Utility computing’s next frontier: vertical clouds

cloud.gifA whole new ecosystem has grown up around Amazon’s utility computing platform, with the constant release of new applications and hosted services that use it. As utility computing eveolves, it’s natural for technology to fork from general putpose to more speicalized platforms, and this has begun to happen.

Now that businesses and vendors are growing more comfortable with the pools of virtualized computing resources, it makes sense to start talking about what — other than the next great startup — can work on clouds. Combine this willingness to explore the cloud with the rise of general purpose computing on the graphics processor and you get the type of specialty cloud that AMD and its partner Otoy (makes software to access the graphics cloud) are building.

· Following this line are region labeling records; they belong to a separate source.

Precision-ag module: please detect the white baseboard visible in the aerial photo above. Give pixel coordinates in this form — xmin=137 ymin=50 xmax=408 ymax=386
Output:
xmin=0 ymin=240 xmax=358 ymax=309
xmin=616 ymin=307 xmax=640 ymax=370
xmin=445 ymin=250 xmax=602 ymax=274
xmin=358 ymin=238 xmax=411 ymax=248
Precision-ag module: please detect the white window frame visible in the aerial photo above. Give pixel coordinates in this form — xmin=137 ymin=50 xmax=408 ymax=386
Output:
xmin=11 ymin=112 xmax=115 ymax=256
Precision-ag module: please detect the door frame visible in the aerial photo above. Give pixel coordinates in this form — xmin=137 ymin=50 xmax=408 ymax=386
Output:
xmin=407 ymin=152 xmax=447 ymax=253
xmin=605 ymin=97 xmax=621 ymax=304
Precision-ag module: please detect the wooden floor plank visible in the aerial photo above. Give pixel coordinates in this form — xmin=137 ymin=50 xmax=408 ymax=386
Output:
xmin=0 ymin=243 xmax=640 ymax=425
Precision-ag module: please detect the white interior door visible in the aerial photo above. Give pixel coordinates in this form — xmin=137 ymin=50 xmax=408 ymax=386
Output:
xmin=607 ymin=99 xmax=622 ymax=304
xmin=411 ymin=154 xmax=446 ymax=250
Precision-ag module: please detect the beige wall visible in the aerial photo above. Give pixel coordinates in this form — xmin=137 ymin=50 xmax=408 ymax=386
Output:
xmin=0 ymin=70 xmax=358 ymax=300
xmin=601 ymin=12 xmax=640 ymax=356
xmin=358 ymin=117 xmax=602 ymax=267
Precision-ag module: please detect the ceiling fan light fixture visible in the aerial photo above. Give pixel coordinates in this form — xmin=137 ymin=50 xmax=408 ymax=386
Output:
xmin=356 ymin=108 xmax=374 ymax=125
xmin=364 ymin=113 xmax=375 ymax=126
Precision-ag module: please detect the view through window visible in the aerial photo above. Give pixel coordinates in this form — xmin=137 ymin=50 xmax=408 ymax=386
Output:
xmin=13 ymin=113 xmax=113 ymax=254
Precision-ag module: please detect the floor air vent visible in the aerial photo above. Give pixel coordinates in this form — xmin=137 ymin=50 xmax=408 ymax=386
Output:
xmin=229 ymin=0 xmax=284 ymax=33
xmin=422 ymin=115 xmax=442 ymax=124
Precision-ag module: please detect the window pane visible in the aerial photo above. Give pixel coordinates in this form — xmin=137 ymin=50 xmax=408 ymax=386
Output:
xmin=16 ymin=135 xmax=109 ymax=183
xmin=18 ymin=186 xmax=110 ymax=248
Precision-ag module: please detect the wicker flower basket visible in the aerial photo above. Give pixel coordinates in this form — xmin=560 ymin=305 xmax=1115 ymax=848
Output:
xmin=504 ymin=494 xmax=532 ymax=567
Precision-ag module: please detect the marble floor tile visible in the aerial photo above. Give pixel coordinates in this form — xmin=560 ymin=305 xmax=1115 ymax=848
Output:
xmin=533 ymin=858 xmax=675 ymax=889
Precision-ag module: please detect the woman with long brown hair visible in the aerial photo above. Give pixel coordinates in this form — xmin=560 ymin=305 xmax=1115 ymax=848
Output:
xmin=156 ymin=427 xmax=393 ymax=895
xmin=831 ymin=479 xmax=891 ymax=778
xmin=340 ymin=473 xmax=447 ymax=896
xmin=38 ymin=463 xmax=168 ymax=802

Jules Urbach, CEO of Otoy, tells me a GPU-based cloud could be used for gaming, creating virtual Blu-ray players and even transcoding. There seems to be demand for such clouds (I’ve heard folks in the movie industry talk about a desire for transcoding clouds) and Sun Microsystems executives have championed the idea of different hardware underlying different clouds. Yet, the idea is still a bit controversial, possibly because it’s hard to imagine achieving commodity pricing for specialty clouds. (Gigaom)

With declining hardware and bandwidth costs and increased price competition we could see big iron tools like Dreamworks quality render farms at the disposal of the individual with only a few coins in his pocket.  We’ll see home grown enterprise developing products that require big iron processing power to design with the possibility of build to order manufacturing just around the corner. Recession may delay this, but it may also accerate it.